Inkrafttreten des HinSchG in Sicht

Julija Kravtsova, Rechtsanwältin, Thümmel, Schütze & Partner, Stuttgart

 

1)      Was lange währt, wird – endlich. Ob es auch gut wird, wird man bei dem „Gesetz für einen besseren Schutz hinweisgebender Personen sowie zur Umsetzung der Richtlinie zum Schutz von Personen, die Verstöße gegen das Unionsrecht melden“ (kurz HinSchG) erst im Rahmen der praktischen Umsetzung beurteilen können. 

Die Umsetzung der sog. „Whistleblower“-Richtlinie (EU) 2019/1937 dauerte jedenfalls – unter Berücksichtigung der zum 17.12.2021 abgelaufenen Umsetzungsfrist und des eingeleiteten Vertragsverletzungsverfahrens – zu lange an. Das Tauziehen zwischen Bundestag und Bundesrat führte aber letztlich zu einer Kompromisslösung, die als das neue HinSchG am 02.06.2023 im Bundesgesetzblatt verkündet wurde. 
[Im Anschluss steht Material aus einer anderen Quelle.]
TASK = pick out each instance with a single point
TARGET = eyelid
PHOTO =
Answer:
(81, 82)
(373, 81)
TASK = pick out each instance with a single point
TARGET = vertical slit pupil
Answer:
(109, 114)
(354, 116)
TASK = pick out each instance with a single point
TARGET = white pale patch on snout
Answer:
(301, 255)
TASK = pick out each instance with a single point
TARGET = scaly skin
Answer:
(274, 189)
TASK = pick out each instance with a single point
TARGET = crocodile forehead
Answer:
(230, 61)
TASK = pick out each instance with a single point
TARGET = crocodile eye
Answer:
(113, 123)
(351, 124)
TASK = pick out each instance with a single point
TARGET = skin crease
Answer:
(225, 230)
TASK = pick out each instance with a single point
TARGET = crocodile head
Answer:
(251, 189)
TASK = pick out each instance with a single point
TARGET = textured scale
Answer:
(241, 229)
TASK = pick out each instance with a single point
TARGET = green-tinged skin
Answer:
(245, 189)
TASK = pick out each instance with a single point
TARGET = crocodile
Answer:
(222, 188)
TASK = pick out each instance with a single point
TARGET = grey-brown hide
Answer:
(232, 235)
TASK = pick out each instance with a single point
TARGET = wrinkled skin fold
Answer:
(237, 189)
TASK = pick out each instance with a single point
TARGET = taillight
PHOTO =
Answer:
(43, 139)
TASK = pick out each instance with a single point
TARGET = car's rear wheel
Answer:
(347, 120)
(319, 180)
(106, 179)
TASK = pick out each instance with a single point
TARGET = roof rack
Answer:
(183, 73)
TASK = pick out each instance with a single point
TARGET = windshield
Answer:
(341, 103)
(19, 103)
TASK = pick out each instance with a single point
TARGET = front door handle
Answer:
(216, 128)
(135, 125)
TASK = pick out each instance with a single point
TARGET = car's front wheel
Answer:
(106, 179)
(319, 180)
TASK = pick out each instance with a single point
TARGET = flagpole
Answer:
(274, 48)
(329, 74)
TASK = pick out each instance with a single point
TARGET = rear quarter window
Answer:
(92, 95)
Neben der pflichtgemäßen Umsetzung der Richtlinie verfolgt das neue HinSchG zunächst den Ausbau des – aus Sicht des (europäischen) Gesetzgebers – lückenhaften und unzureichenden Schutzes hinweisgebender Personen und sodann die Schaffung entsprechender Maßnahmenpakete sowie Anlaufstellen für diese. Einen Ausgangspunkt bildet dabei die Überlegung, dass Hinweisgeber einen wichtigen Beitrag zur Aufdeckung und Ahndung von Verstößen oder Missständen leisten und dabei im öffentlichen Interesse handeln. Demgegenüber waren nicht nur etwaig drohende zivil- und/oder strafrechtliche Konsequenzen, sondern auch faktische, persönliche Nachteile (z. B. Ausgrenzung) geeignet, eine unüberwindbare Hürde für den Hinweisgeber zu schaffen und ihn letztlich von einem Hinweis abzuhalten. Genau dieses Spannungsverhältnis soll durch das neue HinSchG im Kern aufgelöst werden.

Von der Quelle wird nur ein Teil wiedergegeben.